Contradictions of Monopoly Capital
From Monthly Review:
The main consequences of the internationalization of monopoly capital for accumulation are the intensification of world exploitation and a deepening tendency to stagnation. Since the 1970s, there has been a worsening slowdown in the rate of growth of the world economy centered in the advanced capitalist economies—while many of the most dire effects of the world crisis are falling on the poorest countries of the world. The growth of international monopoly-finance capital has not only spread stagnation across much of the globe but has also given rise to financialization, as the giant firms, unable to find sufficient investment outlets for their enormous economic surpluses within production, increasingly turn to speculation within the global financial sphere. As a result, financial crises have become both more common and more severe, while state systems everywhere are increasingly subject to the whims of giant capital and are forced to bail out corporations that are deemed “too big to fail.” Governments at the national, regional, and local levels seek to clear up the resulting fiscal crises by hammering the general public, cutting back on social services while creating more regressive tax systems, thereby ratcheting up the effective level of exploitation in society.
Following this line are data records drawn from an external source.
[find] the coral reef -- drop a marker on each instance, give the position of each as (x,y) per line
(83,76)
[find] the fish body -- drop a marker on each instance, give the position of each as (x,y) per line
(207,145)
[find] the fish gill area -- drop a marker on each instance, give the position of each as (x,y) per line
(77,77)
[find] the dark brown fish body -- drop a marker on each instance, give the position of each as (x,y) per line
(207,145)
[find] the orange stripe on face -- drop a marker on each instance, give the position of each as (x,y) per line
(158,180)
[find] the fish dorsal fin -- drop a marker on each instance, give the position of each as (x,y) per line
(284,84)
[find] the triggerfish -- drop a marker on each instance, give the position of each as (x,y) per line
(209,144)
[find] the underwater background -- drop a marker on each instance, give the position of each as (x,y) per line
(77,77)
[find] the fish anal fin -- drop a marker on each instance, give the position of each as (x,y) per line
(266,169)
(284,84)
Hence, the internationalization of monopoly capital, rather than contributing to the stabilization of the world system, is generating ever-greater crises, not only for the private economy but also for state systems.
Inequality, in all its ugliness, is, if anything, deeper and more entrenched. Today the richest 2 percent of adult individuals own more than half of global wealth, with the richest 1 percent accounting for 40 percent of total global assets. If, in the “golden age” of monopoly capitalism in the 1960s, the gap in per capita income between the richest and poorest regions of the world fell from 15:1 to 13:1—by the end of the twentieth century, the gap had widened to 19:1. From 1970 to 2009, the per capita GDP of developing countries (excluding China) averaged a mere 6.3 percent of the per capita GDP of the G8 countries (the United States, Japan, Germany, France, the United Kingdom, Italy, Canada, and Russia). From 2000 to 2006 (just prior to the Great Financial Crisis), this was only slightly higher, at 6.6 percent. Meanwhile, the average GDP per capita of the fifty-eight or so Least Developed Countries (a UN-designated subset of developing countries) as a share of average G8 GDP per capita declined from 1.8 percent in 1970, to 1.3 percent in 2006. The opening decade of the twenty-first century has seen waves of food crises, with hundreds of millions of people chronically food-deprived, in an era of rising food prices and widespread speculation.
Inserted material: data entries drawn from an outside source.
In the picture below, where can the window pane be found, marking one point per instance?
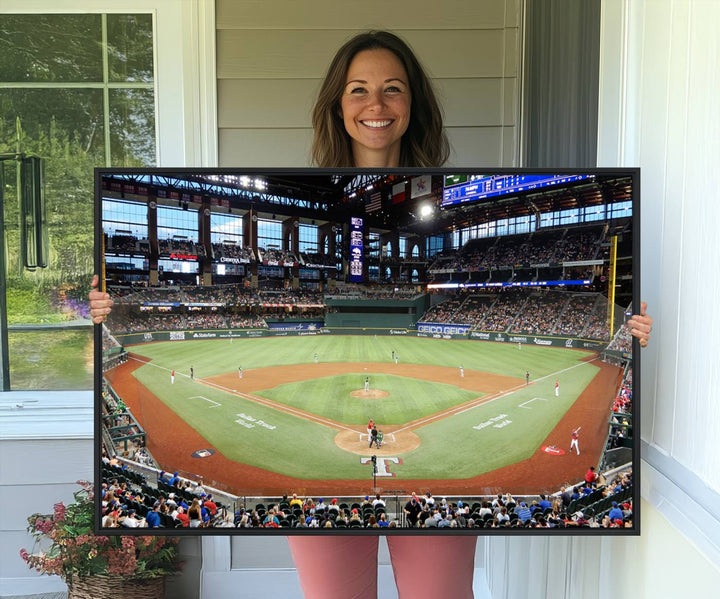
(130, 48)
(63, 124)
(52, 359)
(132, 127)
(38, 48)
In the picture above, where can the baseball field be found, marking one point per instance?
(291, 423)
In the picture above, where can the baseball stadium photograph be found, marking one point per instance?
(295, 349)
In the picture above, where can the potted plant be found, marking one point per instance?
(98, 566)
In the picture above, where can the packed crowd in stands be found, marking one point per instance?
(621, 419)
(178, 502)
(144, 322)
(179, 246)
(539, 314)
(574, 319)
(374, 292)
(514, 311)
(448, 311)
(546, 247)
(232, 250)
(271, 255)
(307, 258)
(123, 243)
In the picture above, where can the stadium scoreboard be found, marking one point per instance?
(459, 189)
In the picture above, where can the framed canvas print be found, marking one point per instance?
(307, 351)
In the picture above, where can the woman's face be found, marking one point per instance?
(375, 107)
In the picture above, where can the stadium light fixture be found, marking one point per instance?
(426, 210)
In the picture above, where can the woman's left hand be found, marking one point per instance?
(640, 325)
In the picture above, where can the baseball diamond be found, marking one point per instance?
(290, 422)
The supreme irony of the internationalization of monopoly capital is that this entire thrust toward monopolistic multinational-corporate development has been aided and abetted at every turn by neoliberal ideology, rooted in the “free market” economics of Hayek and Friedman. The rhetoric invariably promotes human freedom, economic growth, and individual happiness—or “democracy” in popular parlance—on a global scale, with no outposts of “tyranny” remaining. There are, in the Hayekian view, two enemies of this rosy future: labor and the state (insofar as the latter serves the interest of labor and the general population).
This neoliberal campaign for the internationalization of monopoly capital is not merely an attack on the working class. Rather it must be understood, more broadly, as an attack on the potential for political democracy, that is, on the capacity of the people to organize as an independent force to counteract the power of corporations. With no clear notion they are contradicting themselves, much less denying reality, neoliberals paint a picture of a small “libertarian” state that gets out of the way of individuals, business, and free markets worldwide. Yet, to paraphrase the old calypso song, this millionaire’s “libertarian” heaven is the poor person’s hell.
In fact, state spending across the planet has hardly shrunk. Instead, states increasingly serve the needs of national and international monopoly capital, by aiding and abetting “the take” of their “own” giant corporations—with political elites corrupted by payoffs, which come in innumerable forms. At the same time, these quasi-privatized state systems have become ever more preoccupied with incarcerating and oppressing their domestic populations.